田村正和さんのTBSドラマ「オヤジぃ。」がTVer(ティーバー)で配信されており、それをずっと見ている。2,000年の東芝日用劇場で放送されていたやつだから、もう20年前以上のもの。当時、感動した作品だけに懐かしくもう一度見返しているが、俳優陣がみな若い!(あたりまえ)
 黒木瞳(妻)、水野美紀(長女)、広末涼子(次女)、岡田准一(末っ子)加藤浩次(製薬会社営業)、石田ゆり子(シングルマザー)、及川光博(広末の恋人)矢沢心(ガングロ)といった最強の俳優陣。


 主題歌が花*花の「さよなら大好きな人」がこれまた泣かせるいい歌なんだよね〜。
 脚本が「十年愛」「女王の教室」「家政婦のミタ」「GTO」などの遊川和彦さん。この人の脚本がいいから、本当に泣かせます!


 田村正和演じる頑固オヤジと3人の子どもたちとのハートフルコメディ。子どもたちは親の心配をよそに、数々の悩み、問題を抱え波瀾万丈な人生を送ろうとする。オヤジはとにかく、昭和の頑固親父で気に入らなければすぐに「出て行け!」と言う。

 でも、本当は誰よりも子どもたちを気にかけている。そして、正義感が強くて、社会的にも間違ったことが大嫌い。常識、マナーが悪いと、場所はどこだろうが、相手は誰だろうが、説教を始める。

 私がいつまで経っても忘れることのできない第4話「長女の正体」は必見!教師をしている真面目で聡明な長女、水野美紀が雨の中、家族に心境を吐露するシーンでは涙がボロボロ溢れた。
 
 結婚もできない人の子どもを妊娠したという長女に、オヤジは当然「許さん!出て行け!」と言う。
 脚本家の遊川和彦さんは、雨の中で水野美紀にこう言わせる。
「自分は長女で、いつも親の期待に応えねばと無理をしていた。でも本当は心の中で、妹の結婚、弟の進学もうまくいかなければいいと思っていた。本当の私は親が思っているようないい子じゃないの。」
 そう言って、水野美紀は家を飛び出してしまう。そのシーンは号泣ものです。


 兄弟姉妹でも親からの寵愛を誰よりも受けたい、兄妹同士の嫉妬、などリアルな悩みをドラマでうまく再現している。
 家族とは。夫婦とは。親子とは。兄弟姉妹とは。どれだけ年月を経ようが、時代が変わろうが、これらのテーマを掲げる作品は、少しも色褪せない。

 私は田村正和の気持ちが良くわかる。親として、子どもたちに少しでも幸せな人生を送って欲しい。たまに強く言う言葉が「押しつけている」「子どもの気持ちがわかっていない」などと言う。

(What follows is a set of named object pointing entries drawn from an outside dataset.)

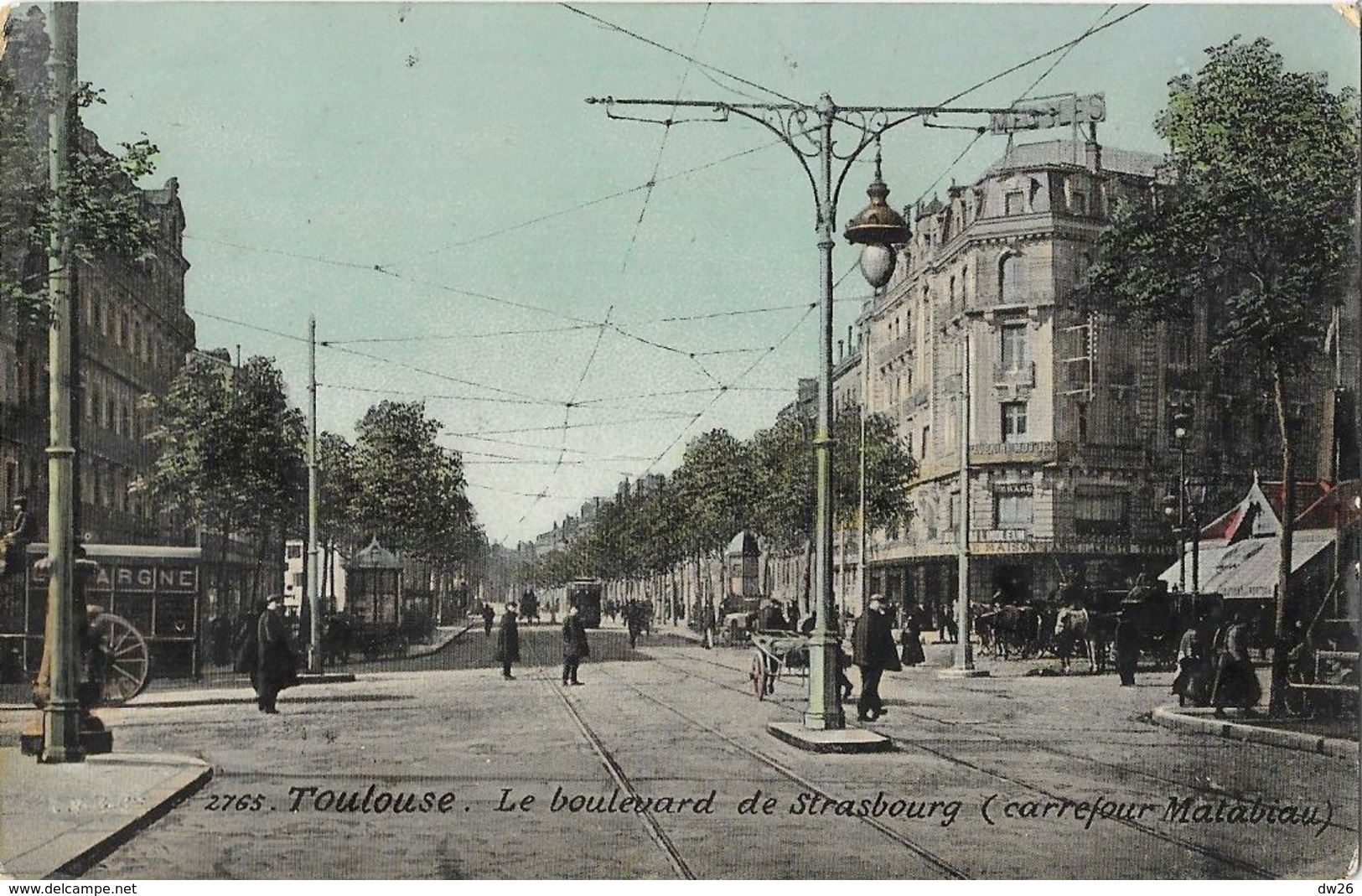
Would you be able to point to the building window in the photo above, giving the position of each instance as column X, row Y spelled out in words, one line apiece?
column 1012, row 507
column 1013, row 349
column 1100, row 512
column 1013, row 421
column 1009, row 278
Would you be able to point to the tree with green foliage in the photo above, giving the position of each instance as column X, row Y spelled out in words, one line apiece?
column 409, row 489
column 1253, row 228
column 98, row 189
column 229, row 451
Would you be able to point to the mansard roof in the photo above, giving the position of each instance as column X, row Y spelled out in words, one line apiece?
column 1071, row 154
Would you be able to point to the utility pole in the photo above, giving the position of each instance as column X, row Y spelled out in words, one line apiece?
column 963, row 649
column 808, row 130
column 864, row 566
column 61, row 712
column 313, row 567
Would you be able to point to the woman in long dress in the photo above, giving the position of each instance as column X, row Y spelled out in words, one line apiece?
column 910, row 639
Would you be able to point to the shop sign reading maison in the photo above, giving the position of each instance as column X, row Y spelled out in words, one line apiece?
column 1050, row 112
column 127, row 577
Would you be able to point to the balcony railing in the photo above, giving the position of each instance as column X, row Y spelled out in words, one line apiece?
column 889, row 350
column 1015, row 375
column 1013, row 453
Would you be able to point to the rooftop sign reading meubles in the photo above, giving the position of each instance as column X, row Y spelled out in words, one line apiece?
column 1050, row 112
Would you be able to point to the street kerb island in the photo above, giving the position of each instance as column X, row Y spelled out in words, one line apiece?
column 59, row 820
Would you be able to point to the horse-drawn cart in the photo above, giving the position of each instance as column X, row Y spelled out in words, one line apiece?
column 775, row 654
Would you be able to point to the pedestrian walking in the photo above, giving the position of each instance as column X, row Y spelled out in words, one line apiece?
column 14, row 544
column 872, row 651
column 634, row 621
column 575, row 647
column 1194, row 681
column 1126, row 647
column 508, row 642
column 1235, row 681
column 910, row 640
column 278, row 667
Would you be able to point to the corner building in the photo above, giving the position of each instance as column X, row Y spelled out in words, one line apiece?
column 1069, row 449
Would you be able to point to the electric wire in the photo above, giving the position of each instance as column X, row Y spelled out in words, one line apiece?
column 463, row 335
column 668, row 49
column 588, row 203
column 980, row 134
column 662, row 146
column 525, row 398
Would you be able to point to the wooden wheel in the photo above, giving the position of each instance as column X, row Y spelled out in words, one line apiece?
column 127, row 660
column 760, row 676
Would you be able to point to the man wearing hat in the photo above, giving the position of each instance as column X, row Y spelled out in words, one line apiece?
column 278, row 667
column 508, row 642
column 872, row 651
column 23, row 529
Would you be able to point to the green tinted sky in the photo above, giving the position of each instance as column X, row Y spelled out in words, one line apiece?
column 390, row 134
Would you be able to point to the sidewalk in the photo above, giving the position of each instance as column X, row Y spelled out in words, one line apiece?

 けれど、人生はみんながよく口にするほど、やり直しは利かない。人生において誤った選択をすれば、人より劣った人生になることの方が多い。まれに大逆転する人もいるだろう。
 でもそれはほんの一握りの人だ。できれば、失敗はしないほうがいい。波瀾万丈な人生より、普通の平凡な人生のほうが実は幸せだ。

 実は、子どもたちとか若い人はよく間違った選択をすることが多い。無鉄砲な行動にも出る。親は失敗しないように色々なアドバイスを送る。そのアドバイスは時には怒気を含んだ言い方にもなる。すると子どもは「親の独裁だ」「親の価値観を押しつけている」「子どもの気持ちがわかっていない」と言う。


 田村正和さんは亡くなってしまったけれど、本当に希有な役者さんだった。キザだ、いつも「田村正和」を演じている、とか言われていたけれど、何気なくみえる演技だが本当にうまいと思う。

 このドラマにはキザどころか、「人間臭い田村正和」がいる。こんな俳優はもう、なかなか出てこないだろうな。他の俳優の中で、代わりになる人が思い浮かばない「個性」がある。


 次の古畑任三郎も制作しない方がいい。きっと田村正和さんと比べてしまい、後を引き継いだ俳優が貧乏くじを引く。「ああ、田村正和のほうが良かったな」と。そのくらい個性が際立っている俳優さんだから。それがわかっている人はオファーがあっても受けないのだけれど、さぁ、わかっていない人は誰か?(キムタクと噂されています)

 最後に、このドラマは「家族愛」がテーマだ。そのことに、ただただ涙する。